BSalunke
BSalunke

Reputation: 11737

Unexpected output when uses getline() to read entire line from stdin?

I'm working on c, following is my code:

#define _GNU_SOURCE
#include<stdio.h>
#include<stdlib.h>

int main()
{
        char* str = NULL;
        size_t n;

        printf("Enter the string : \n");
        getline(&str, &n, stdin);
        printf("Initial string is : (%s)\n", str);
        return 0;
}

When i run the above program it gives following output:

Enter the string :
bsalunke
Initial string is : (bsalunke
)

What might be the reason of unexpected string getting stored in str pointer(i.e. it is a string with many white spaces) ? Im using gcc 4.1.2 version on linux

Upvotes: 2

Views: 639

Answers (2)

Lundin
Lundin

Reputation: 214780

The program does not work because you are writing code which you don't understand. You cannot "store a string in a pointer". You need to study arrays and pointers.

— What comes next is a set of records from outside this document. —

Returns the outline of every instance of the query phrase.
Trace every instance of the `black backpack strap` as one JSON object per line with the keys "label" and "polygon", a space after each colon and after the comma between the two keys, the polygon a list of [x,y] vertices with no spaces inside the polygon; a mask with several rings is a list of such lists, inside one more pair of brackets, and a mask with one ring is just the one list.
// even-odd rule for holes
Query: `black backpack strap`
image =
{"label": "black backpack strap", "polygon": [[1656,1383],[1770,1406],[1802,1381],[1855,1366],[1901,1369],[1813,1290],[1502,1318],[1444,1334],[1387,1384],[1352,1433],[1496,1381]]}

You are attempting to store data at a random memory location, without allocating any memory for the data. This is completely undefined behavior.

Upvotes: 0

uba
uba

Reputation: 2031

From the man page of getline

getline() reads an entire line from stream, storing the address of the buffer containing the text into *lineptr. The buffer is null-terminated and includes the newline character, if one was found.

I think that explains it. It is not a string with many white spaces, it is a string ending with a new line.